Now, he has been looking into what leasing its operations and freeing up land could mean for the city.
He said his predecessor had the same idea.
“What I didn’t realise was that mayor [Phil] Goff had started this off already,” he said.
“So I said ‘let see where he was going’,” Brown said.
He admitted the details of his plan were still unclear.
“It’s very early days, I don’t know whether we’re looking at getting some money for the right to operate or whether we’re going to get some rent and a dividend, or just a dividend,” he said.
“The dividends at the moment aren’t very good, but they have got better than what they were.”
Brown said he saw how a profitable and efficient port could run, during a recent trip to South Korea.
“Everything’s automated, the trucks aren’t backed up on the street, it’s safer, faster, better. Every piece of land in Busan on the port is earning money.”
He believed more could be done with the Auckland operation.
“We’re going to put a bit of pressure on the existing operators, and know that they’ve got to compete with other outside ones,” he said.
“There appears to be quite a lot of interest from various groups who might actually want to operate the port and pay some rent.”
But not everyone was on board.
The Maritime Union’s national secretary, Craig Harrison, warned that leasing out the port business would put Auckland in a dangerous financial situation.
“You’re setting up what is effectively a private monopoly,” he said.
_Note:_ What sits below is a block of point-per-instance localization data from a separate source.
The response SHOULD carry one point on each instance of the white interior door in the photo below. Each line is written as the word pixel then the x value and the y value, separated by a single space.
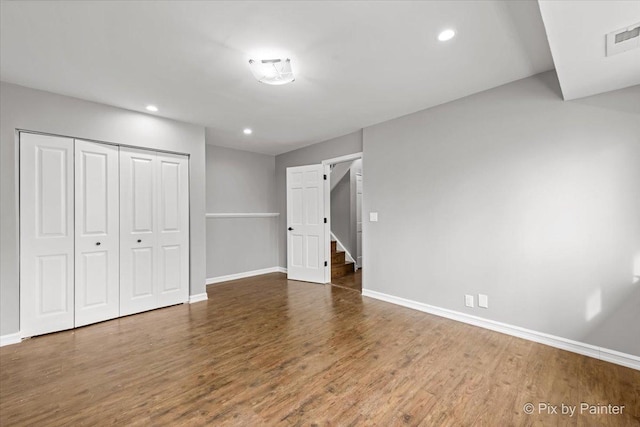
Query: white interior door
pixel 46 234
pixel 359 220
pixel 305 223
pixel 138 245
pixel 97 233
pixel 173 229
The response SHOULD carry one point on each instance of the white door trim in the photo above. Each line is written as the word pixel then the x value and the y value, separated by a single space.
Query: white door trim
pixel 327 205
pixel 342 159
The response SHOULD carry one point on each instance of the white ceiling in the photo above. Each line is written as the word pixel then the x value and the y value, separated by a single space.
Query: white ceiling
pixel 357 63
pixel 576 32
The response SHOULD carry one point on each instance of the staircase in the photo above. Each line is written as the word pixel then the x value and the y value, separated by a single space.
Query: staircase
pixel 339 267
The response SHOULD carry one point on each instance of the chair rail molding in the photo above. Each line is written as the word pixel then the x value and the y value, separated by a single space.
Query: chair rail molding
pixel 243 215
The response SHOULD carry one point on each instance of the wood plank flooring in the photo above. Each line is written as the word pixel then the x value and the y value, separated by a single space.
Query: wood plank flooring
pixel 267 351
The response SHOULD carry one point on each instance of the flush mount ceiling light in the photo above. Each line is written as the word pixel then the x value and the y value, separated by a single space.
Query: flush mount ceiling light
pixel 446 35
pixel 272 71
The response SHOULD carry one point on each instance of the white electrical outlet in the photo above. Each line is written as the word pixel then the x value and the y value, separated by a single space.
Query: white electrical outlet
pixel 483 301
pixel 468 300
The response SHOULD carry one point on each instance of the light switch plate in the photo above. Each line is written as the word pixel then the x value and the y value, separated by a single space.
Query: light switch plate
pixel 483 301
pixel 468 300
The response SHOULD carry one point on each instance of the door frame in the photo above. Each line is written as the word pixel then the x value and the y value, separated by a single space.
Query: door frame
pixel 327 205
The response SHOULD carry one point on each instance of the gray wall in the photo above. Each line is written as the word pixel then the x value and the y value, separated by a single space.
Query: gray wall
pixel 313 154
pixel 23 108
pixel 354 170
pixel 516 194
pixel 341 212
pixel 240 182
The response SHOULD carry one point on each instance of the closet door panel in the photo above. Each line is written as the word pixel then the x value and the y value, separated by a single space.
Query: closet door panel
pixel 46 234
pixel 173 228
pixel 138 231
pixel 97 232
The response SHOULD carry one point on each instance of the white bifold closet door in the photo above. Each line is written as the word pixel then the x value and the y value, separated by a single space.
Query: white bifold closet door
pixel 46 234
pixel 97 233
pixel 154 230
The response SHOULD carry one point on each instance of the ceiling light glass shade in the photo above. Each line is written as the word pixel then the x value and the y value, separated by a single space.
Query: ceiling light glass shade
pixel 446 35
pixel 272 71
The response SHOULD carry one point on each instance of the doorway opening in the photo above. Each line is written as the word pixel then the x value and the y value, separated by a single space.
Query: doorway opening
pixel 343 208
pixel 312 226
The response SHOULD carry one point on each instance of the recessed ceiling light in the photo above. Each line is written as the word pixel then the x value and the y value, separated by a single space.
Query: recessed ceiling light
pixel 272 71
pixel 446 35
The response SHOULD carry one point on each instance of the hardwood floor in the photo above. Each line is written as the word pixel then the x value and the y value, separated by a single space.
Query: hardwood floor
pixel 267 351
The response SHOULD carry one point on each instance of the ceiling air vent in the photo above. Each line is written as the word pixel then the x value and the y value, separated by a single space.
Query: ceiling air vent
pixel 623 39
“Our concern is, if you lease it out to a foreign operator, you’ll get a good price for it, all right, because there’s nowhere else to take those containers.”
He said there needed to be more discussion about the issue with the whole of the Auckland region involved in any conversations on what happened to the port.
Brown, however, saw things differently.
“What’s a disaster to one person is an opportunity to another,” he said.
Consultation with councillors needed
Manurewa-Papakura councillor Angela Dalton, who opposed the partial sale of airport shares, said it was too soon to be taking another controversial sale to councillors.
“It just brings back the scepticism of the relationships,” she said.
She said she only heard about the proposal by reading it in the Herald and there should be greater transparency.
“We’re on a long road here, and the ports should not be up for discussion in the media until the mayor has spoken with councillors,” she said.
Former mayoral candidate and business group Heart of the City chief executive Viv Beck said the idea has potential, but other options should be looked at.
“We’ve been very supportive of developing that land over time,” she said.
Beck said any changes needed to ensure Auckland was still well served in terms of goods, and that the land ownership remained in public hands.
“There’s obviously a lot of work that needs to go into this.”
The council is in the early stages of developing its Long Term Plan.